Starsky Robotics: Woran ein Startup für autonome Lkw gescheitert ist

Es hätte alles so toll werden können. Noch vor wenigen Jahren herrschte der Eindruck vor , dass schon 2020 völlig autonome Autos weltweit auf den Straßen unterwegs sein könnten. Davon ist die Technik immer noch weit entfernt. Der Chef und Gründer des Startups Starsky Robotics, Stefan Seltz-Axmacher, hat die Gründe dafür in einem ausführlichen Blogbeitrag auf Medium.com (öffnet im neuen Fenster) erläutert. Sein Startup für selbstfahrende Lkw ist pleite, obwohl es schon vielversprechende Erfolge erzielt hat.
Vorauszuschicken ist dabei: Das Scheitern eines bis dato erfolgreichen Startups sagt nichts darüber aus, ob die dahinterstehende Technik nicht doch erfolgreich sein kann. Selbst die Google-Schwesterfirma Waymo gab kürzlich den Einstieg externer Investoren bekannt . Rund 1.500 Entwickler sollen Waymo eine Milliarde US-Dollar jährlich kosten. Vergleichsweise bescheiden erscheint da die Finanzierungsrunde von 20 Millionen US-Dollar, an der Starsky Robotics im vergangenen November scheiterte. Offenbar fehlte den Risikokapitalgebern das Vertrauen, dass ein kleines Startup mit etwas mehr als 30 Mitarbeitern tatsächlich das autonome Fahren entwickeln könne.
Auch Daimler setzt auf autonome Lkw
Dabei kann sich Starsky Robotics rühmen, im Jahr 2018 den ersten Lkw mit Straßenzulassung vollautonom auf eine Teststrecke geschickt zu haben. 2019 folgte laut Seltz-Axmacher die erste unbemannte Testfahrt auf einer öffentlichen Straße. Allerdings setzte Starsky dabei auf eine Fernüberwachung der Lkw durch einen menschlichen Operateur am Bildschirm(öffnet im neuen Fenster) , vor allem bei komplexeren Verkehrssituationen.

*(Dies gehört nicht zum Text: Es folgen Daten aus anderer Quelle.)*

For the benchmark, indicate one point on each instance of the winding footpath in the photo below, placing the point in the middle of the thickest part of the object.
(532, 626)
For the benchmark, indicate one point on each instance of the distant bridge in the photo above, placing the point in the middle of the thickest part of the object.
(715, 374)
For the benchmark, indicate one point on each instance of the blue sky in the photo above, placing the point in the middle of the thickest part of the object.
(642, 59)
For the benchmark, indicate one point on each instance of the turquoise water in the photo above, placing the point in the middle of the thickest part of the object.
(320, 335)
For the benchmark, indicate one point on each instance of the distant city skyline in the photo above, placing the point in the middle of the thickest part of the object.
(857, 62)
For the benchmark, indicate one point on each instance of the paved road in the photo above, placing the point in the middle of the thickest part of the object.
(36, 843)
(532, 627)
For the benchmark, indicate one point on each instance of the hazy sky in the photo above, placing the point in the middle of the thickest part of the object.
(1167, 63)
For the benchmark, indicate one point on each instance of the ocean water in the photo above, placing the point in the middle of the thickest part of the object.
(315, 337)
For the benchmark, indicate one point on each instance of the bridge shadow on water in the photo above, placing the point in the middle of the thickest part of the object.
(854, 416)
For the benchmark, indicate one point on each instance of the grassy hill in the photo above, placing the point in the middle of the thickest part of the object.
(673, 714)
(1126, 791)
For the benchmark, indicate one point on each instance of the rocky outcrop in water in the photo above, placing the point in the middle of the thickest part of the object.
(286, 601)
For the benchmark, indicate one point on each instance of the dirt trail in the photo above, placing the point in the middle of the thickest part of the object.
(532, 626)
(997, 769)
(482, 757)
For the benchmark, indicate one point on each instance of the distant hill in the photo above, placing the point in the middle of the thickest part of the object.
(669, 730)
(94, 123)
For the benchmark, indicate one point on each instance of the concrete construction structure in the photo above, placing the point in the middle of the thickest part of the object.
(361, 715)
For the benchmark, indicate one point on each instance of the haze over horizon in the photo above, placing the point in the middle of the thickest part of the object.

Dabei scheint sich Starsky mit autonomen Lkw für ein praktikables Geschäftsmodell entschieden zu haben. Auch der Daimler-Konzern setzt beim autonomen Fahren zunächst auf Lkw . "Im Hinblick auf vollständig autonome Fahrzeuge haben wir die Prioritäten geändert und geben nun Lkw den Vorrang gegenüber Pkw" , sagte Daimler-Chef Ole Kallenius im März 2020. Bei Lkw sei das Geschäftsmodell am attraktivsten.

Dieses Konzept ging im Falle von Starsky Robotics allerdings nicht auf. Dabei dürften die Anforderungen an das autonome Fahren bei monotonen Lkw-Touren auf der Autobahn deutlich geringer sein als im dichten Stadtverkehr mit Fußgängern und Radfahrern. Die Speditionsunternehmen könnten wiederum Personalkosten sparen, wenn sie die Lkw autonom beispielsweise von Verteilungszentrum zu Verteilungszentrum schicken könnten. So weit die Theorie.
Maschinelles Lernen als Hype
Seltz-Axmacher zufolge gibt es eine Reihe von Problemen beim autonomen Fahren, die auch zum eigenen Scheitern beigetragen hätten. Dazu zählten die professorenhafte Geschwindigkeit, mit der die meisten Teams arbeiteten, das Fehlen konkreter Etappenziele beim Einsatz der Technik sowie "das offene Geheimnis, dass es kein Geschäftsmodell für autonome Taxis gibt" . Das größte Problem sei jedoch, dass das überwachte maschinelle Lernen dem aktuellen Hype nicht gerecht werde. "Es ist nicht wirklich eine künstliche Intelligenz, die etwas mit C-3PO zu tun hat, sondern ein ausgefeiltes Werkzeug zur Mustererkennung" , sagte der Starsky-Gründer in Anspielung auf den humanoiden Roboter aus Star Wars(öffnet im neuen Fenster) .
Ähnlich skeptisch zu dem Thema hatte sich kürzlich der Kaiserlauterer Informatikprofessor Peter Liggesmeyer geäußert: "Wenn KI-Systeme als 'neuronale statistische Datenanalysen' bezeichnet würden, was der Realität wesentlich näher käme, dann würde sich wahrscheinlich keiner Gedanken darüber machen." Ein Teil des Hypes um die KI liege in dem Begriff selbst begründet, sagte er im Interview mit Golem.de .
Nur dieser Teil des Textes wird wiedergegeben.